CO2 extractors like this small one pictured above are used to make cannabis concentrates such as hash oil.
Other growers carefully examined the entries into the flower contest. What could they do better next year to make their buds more competitive in the tougher marketplace?
A man carefully captures a photo of a particular entry. Is it his? Or is it one that he aspires to grow next year.
The anxiety is pushing some long time growers to grow more and grow less carefully. One grower who wished to remain anonymous pointed out that it wasn’t only entrepreneurs from outside the marijuana community who were changing its values. He said there were members of the community itself who were so eager to make money that they were willing to sell out social justice values and environmental concerns for a profit. “They’re part of the cannabis community but they’re ready to eat their own,” he said. “They’re canna-bals.”
In spite of competing desires and goals, activists, business interests and growers all shared a common emotion as they gathered together at the Cup—hope. All of them want to better their lives, whether they see that as fattening their bank accounts or helping make a more just society or some mixture of the two.

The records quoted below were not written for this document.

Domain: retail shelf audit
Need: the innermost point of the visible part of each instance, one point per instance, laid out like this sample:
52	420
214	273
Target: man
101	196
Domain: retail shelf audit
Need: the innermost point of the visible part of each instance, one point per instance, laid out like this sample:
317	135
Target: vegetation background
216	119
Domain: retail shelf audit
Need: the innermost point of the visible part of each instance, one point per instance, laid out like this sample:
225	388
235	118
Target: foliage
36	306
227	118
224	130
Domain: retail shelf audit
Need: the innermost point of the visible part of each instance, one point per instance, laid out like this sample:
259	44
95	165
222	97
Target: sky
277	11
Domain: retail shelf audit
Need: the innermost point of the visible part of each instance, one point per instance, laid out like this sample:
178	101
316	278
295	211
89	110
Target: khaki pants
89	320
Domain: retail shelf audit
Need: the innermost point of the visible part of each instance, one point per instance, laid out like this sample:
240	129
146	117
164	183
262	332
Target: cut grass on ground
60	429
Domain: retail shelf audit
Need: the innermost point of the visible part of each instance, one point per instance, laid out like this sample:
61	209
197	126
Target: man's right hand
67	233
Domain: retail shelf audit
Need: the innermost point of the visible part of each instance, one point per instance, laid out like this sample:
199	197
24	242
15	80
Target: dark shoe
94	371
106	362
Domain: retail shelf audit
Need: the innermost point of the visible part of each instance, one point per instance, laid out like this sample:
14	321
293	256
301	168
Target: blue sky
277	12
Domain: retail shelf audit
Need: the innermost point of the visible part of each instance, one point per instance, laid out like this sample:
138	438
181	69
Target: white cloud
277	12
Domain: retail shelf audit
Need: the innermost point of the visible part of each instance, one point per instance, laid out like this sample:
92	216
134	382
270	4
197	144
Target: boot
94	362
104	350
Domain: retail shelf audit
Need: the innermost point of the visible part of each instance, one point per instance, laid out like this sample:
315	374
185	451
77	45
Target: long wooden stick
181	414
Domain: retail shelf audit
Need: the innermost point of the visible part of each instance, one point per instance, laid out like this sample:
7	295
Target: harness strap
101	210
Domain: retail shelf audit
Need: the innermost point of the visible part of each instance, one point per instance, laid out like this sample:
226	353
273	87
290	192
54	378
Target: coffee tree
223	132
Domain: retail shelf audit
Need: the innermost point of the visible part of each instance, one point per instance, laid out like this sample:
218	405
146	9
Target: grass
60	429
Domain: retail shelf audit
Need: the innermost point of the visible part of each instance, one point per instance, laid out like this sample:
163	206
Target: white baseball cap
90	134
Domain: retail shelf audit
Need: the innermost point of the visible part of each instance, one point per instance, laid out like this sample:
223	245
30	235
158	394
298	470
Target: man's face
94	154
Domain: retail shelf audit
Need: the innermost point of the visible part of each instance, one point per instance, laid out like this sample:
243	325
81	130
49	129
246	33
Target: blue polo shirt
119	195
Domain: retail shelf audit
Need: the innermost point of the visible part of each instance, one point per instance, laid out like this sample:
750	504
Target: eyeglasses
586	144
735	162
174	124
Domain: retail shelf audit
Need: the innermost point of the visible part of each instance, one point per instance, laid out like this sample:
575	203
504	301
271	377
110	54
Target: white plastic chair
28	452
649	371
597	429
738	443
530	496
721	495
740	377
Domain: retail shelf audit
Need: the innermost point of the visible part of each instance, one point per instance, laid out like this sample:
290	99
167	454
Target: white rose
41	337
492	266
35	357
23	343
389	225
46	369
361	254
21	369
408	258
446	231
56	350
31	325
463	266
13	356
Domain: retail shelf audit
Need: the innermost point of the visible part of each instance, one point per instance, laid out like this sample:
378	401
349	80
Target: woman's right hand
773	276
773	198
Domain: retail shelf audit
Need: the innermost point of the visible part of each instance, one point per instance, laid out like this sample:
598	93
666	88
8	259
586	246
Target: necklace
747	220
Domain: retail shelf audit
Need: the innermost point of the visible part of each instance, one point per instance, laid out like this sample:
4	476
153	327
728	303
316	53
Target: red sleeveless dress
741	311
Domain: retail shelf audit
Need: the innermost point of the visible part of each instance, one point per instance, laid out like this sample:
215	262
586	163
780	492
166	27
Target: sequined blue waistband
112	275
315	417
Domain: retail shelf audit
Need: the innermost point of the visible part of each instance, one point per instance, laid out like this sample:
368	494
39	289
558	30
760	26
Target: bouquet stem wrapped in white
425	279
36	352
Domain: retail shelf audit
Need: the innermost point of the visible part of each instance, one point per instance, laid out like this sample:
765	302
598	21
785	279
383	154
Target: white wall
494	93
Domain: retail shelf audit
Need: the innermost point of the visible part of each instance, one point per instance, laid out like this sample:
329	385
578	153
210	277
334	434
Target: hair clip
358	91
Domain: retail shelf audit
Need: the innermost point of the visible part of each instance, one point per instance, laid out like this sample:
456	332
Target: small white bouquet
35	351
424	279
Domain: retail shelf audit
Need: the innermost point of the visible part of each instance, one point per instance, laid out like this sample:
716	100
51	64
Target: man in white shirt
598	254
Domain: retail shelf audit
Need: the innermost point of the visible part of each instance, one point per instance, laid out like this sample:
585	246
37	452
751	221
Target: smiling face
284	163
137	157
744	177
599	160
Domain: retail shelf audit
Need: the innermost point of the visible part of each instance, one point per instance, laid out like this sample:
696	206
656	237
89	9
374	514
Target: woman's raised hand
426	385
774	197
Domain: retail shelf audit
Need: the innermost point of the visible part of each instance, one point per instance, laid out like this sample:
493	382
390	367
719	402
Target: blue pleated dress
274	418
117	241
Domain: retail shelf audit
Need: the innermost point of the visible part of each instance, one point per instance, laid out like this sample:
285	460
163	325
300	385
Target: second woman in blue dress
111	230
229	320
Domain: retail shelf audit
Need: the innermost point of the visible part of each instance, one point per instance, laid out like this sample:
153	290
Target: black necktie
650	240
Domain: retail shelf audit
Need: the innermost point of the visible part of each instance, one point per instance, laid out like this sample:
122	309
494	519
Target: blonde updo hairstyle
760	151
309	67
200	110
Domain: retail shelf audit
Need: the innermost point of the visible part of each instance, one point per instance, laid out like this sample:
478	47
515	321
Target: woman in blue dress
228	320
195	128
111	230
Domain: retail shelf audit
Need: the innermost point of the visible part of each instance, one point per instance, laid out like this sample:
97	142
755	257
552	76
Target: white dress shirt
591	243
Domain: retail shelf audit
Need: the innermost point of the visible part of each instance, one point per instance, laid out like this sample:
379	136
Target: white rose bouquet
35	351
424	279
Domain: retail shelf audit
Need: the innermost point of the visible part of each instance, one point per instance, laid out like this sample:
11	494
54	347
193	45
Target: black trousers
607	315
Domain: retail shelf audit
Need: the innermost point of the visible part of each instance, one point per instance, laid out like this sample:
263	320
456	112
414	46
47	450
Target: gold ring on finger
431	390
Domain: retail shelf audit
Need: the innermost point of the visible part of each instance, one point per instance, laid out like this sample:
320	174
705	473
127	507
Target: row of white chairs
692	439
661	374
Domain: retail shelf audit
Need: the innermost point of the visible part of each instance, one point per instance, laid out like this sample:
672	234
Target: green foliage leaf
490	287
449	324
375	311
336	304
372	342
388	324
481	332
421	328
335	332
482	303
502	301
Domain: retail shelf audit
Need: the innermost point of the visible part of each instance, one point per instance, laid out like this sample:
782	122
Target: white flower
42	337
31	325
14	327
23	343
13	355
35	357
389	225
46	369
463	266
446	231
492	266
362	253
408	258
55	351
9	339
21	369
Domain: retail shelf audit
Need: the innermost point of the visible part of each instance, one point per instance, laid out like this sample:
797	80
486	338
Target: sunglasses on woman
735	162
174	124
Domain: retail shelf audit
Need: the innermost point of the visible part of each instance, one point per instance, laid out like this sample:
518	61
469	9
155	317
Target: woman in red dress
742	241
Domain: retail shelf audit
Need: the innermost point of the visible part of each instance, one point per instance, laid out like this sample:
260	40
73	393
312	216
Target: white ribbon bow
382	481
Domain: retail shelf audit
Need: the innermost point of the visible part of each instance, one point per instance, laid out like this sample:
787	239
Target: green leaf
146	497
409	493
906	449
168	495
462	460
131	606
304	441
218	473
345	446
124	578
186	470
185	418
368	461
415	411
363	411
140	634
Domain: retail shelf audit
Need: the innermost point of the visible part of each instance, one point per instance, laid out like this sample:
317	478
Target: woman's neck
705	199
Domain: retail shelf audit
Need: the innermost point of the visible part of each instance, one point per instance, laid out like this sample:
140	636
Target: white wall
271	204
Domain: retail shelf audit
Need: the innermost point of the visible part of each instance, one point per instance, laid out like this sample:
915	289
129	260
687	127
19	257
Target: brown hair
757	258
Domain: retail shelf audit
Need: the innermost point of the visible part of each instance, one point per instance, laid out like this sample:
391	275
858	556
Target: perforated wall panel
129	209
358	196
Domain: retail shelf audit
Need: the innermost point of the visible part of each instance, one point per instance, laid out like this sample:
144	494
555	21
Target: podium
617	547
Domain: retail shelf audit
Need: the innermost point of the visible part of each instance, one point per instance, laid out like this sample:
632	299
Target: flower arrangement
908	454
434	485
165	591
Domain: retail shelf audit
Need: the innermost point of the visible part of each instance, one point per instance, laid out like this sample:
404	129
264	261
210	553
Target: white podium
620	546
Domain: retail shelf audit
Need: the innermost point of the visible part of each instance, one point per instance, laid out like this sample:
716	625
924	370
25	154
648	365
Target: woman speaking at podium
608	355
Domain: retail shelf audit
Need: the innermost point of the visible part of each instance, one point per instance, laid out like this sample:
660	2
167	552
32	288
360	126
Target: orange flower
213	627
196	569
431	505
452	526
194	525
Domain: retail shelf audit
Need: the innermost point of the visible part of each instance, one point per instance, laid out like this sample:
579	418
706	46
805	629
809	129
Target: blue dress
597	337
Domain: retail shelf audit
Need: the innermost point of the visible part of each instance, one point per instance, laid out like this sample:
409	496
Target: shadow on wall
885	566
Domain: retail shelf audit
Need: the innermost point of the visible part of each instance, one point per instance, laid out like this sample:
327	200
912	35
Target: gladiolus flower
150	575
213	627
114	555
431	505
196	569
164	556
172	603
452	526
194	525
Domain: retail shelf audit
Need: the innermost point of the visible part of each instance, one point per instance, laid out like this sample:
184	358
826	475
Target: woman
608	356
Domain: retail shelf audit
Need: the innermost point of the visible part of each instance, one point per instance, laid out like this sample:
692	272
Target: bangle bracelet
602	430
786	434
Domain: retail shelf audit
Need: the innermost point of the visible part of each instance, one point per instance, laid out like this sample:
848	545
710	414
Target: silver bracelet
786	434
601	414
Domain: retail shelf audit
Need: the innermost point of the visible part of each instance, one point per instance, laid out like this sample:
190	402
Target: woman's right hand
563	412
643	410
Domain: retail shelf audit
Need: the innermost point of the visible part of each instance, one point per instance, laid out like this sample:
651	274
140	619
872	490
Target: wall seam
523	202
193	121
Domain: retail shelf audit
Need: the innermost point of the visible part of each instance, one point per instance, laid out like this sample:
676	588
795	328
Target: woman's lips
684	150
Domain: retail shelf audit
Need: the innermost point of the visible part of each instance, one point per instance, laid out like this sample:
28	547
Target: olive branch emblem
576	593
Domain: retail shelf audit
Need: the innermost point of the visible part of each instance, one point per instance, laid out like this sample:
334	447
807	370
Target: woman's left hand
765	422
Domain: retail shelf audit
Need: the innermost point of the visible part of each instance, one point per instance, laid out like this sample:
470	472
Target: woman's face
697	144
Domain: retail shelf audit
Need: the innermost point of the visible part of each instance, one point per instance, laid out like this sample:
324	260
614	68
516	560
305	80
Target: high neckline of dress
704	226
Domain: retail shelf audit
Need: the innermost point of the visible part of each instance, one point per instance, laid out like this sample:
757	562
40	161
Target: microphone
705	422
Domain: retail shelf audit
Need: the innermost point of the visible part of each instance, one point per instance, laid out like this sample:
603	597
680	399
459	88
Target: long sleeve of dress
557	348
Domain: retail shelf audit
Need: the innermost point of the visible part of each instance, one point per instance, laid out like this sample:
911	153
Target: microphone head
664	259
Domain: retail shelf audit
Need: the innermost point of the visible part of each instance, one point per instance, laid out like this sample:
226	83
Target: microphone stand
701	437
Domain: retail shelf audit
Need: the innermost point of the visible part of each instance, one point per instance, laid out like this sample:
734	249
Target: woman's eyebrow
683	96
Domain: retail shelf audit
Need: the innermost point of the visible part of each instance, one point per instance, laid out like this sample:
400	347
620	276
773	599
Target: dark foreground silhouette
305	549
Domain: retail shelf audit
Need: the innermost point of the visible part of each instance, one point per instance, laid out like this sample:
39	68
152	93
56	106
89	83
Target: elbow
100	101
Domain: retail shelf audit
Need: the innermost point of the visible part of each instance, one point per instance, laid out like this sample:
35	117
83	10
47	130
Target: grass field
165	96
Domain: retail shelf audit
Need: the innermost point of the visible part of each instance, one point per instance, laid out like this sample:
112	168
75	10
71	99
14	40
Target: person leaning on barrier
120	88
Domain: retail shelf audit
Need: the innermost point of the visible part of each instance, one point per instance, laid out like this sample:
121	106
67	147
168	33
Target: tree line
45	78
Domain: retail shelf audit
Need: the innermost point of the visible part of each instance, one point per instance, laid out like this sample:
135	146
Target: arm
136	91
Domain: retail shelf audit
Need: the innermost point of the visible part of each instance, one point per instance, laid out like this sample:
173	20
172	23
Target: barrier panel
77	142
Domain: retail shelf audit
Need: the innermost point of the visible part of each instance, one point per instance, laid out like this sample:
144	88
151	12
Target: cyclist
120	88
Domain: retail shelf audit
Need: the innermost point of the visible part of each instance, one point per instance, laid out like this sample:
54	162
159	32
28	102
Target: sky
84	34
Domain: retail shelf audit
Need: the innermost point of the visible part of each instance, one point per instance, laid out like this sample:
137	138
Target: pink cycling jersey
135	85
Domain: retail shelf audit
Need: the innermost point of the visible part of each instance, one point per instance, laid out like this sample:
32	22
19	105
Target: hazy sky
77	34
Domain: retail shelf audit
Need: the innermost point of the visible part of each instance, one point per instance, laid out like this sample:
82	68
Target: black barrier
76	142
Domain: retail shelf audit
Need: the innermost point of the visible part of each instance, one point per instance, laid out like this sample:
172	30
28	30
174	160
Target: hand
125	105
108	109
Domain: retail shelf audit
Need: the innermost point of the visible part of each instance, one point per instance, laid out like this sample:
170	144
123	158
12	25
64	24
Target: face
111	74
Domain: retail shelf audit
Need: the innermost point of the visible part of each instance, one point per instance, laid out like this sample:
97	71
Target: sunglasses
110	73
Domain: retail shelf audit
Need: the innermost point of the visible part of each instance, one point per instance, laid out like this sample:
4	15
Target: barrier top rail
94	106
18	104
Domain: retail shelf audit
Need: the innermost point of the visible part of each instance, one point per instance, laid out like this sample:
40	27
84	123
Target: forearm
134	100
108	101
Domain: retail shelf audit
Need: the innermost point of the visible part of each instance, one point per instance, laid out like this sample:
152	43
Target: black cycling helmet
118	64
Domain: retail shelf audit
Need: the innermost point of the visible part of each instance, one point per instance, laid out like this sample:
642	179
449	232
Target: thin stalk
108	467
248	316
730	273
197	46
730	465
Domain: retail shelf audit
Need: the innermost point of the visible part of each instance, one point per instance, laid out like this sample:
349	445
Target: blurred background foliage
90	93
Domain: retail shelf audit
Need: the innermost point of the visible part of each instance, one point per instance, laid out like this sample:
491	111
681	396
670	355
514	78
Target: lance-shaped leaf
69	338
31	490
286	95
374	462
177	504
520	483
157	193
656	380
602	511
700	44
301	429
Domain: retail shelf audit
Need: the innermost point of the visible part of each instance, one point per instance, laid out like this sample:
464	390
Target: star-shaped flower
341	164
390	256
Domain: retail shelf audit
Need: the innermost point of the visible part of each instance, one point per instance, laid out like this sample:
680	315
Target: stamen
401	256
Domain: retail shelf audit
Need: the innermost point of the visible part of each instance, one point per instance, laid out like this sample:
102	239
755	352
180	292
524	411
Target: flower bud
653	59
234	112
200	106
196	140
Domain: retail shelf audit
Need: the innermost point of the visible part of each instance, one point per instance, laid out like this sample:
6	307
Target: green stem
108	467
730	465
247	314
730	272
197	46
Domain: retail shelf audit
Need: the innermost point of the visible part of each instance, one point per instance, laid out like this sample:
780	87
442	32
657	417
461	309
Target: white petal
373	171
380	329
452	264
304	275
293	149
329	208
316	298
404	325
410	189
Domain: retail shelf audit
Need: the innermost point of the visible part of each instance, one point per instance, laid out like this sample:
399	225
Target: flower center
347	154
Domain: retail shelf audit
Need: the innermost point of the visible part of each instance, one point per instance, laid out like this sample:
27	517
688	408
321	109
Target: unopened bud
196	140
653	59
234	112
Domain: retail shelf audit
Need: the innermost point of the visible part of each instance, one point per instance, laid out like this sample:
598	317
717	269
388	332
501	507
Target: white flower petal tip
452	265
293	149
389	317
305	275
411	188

On Sunday evening towards the close of the Emerald Cup, Tim Blake, its founder, spoke before a large crowd. He urged all the factions—growers, activists, and entrepreneurs to “come together as business people supporting the right kind of business.”
The uneasy coalition formed between the differing factions may be fraught with suspicion and anxiety but so far it is holding. Will it make it through the attempts to create a legalization bill for 2016 that all sides can stomach?